Sorry that you are having difficulty accessing the Rice Research Repository! Please contact us using this webform to report the problem and get help.
If you know the name of the author, advisor, or committee member, select "Rice University Graduate Electronic Theses and Dissertations" on the repository home page. Then, select Browse --> By Author. Note: author, advisor, and committee member names appear via this function; it is currently impossible to separate student names from faculty names during a search.
If you know the title of the thesis or dissertation, you can use the "Search the repository" bar on the repository home page.
If you are unable to find a thesis or dissertation, please use this webform.
Archival and special collections materials, including Rice images and documents, have moved to the Woodson Research Center's Digital Collections. For some content that was initially housed in R-3, the original handle (e.g., https://hdl.handle.net/1911/79050) will resolve to the new platform. When there is no redirect available, please search directly in the Woodson Research Center's Digital Collections.
Rice subscribes to the Archive-It web archiving solution hosted by the Internet Archive. Rice web pages are regularly crawled by the Archive-It service and are available online at the Internet Archive's Wayback Machine. For a listing of individual pages please see Search Rice's Archived Websites. Please contact Amanda Focke (afocke at rice dot edu) with any questions.
As a digital archive, the Rice Research Repository (R-3) strives to provide persistent access to all content. Requests to withdraw content are evaluated on a case-by-case basis by appropriate library staff and/or Rice General Counsel. Please see the Content Withdrawal Policy in the "Repository policies" tab of this guide for more information.
Upon an author's request, items in the Rice Research Repository can be embargoed. If an item is embargoed, metadata is visible but the user cannot access files.
To identify the date that the embargo is scheduled to lift, click on "Full item page," and look for the metadata field "dc.embargo.lift."
If you notice that an item is still inaccessible after an embargo was scheduled to lift, please contact Fondren Digital Scholarship Services using this webform.
Yes, the repository is set up to allow people to download files, except in cases such as streaming audio or video files. For each item, the repository includes information describing terms of use.
Yes, copyright owners retain copyright over their materials.
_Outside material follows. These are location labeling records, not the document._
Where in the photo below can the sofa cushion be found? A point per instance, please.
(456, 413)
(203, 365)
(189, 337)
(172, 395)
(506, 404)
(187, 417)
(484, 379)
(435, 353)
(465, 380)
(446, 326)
By putting material into the Rice Research Repository you grant Rice a non-exclusive license to distribute it, which means that you are authorizing Rice to make it available but can also distribute it through other mechanisms. See the text of the license for more information.
It is recommended but not required that materials be made available with a Creative Commons license. Authors retain copyright, but the licenses provide a standardized way to grant the public permission to use the work.
For additional information on copyright and licensing, please see this library guide.
Your materials will remain available in R3 and will be maintained for the long-term. You may also export your materials so that you can take them with you.
New versions of materials should be entered as new items, not as replacements. This is because citations may already have been created that point to the earlier version. Please contact Fondren Digital Scholarship Services using this form if revisions/updates are needed.
Increasingly, publishers are allowing authors to place online pre-print (pre-peer-reviewed) and even post-print (post-peer-reviewed) versions online. Check with your publisher or visit SHERPA's Publisher copyright policies & self-archiving web site.
If you would like to edit or cancel email notifications for specific collections or communities in R-3, you must be logged into the system. When logged in, navigate to the user profile icon at the top of the page and select “Subscriptions.” Delete or edit subscriptions. Edit can be used to change frequency of email notifications.
Peer review is not a part of the deposit process, although some quality control is conducted.
The Rice Research Repository currently runs on DSpace (version 7.x), an open source software package that captures, stores, indexes, preserves, and redistributes an organization's research material in digital formats. Research institutions worldwide use DSpace for a variety of digital archiving and publishing needs. An active community of developers, researchers, and users worldwide contribute their expertise to the DSpace community. For more information about DSpace, visit the DSpace Wiki.
Rice University's Graduate and Postdoctoral Studies manages thesis and dissertation deposits. The office also maintains a Candidacy & Defense, Frequently Asked Questions page.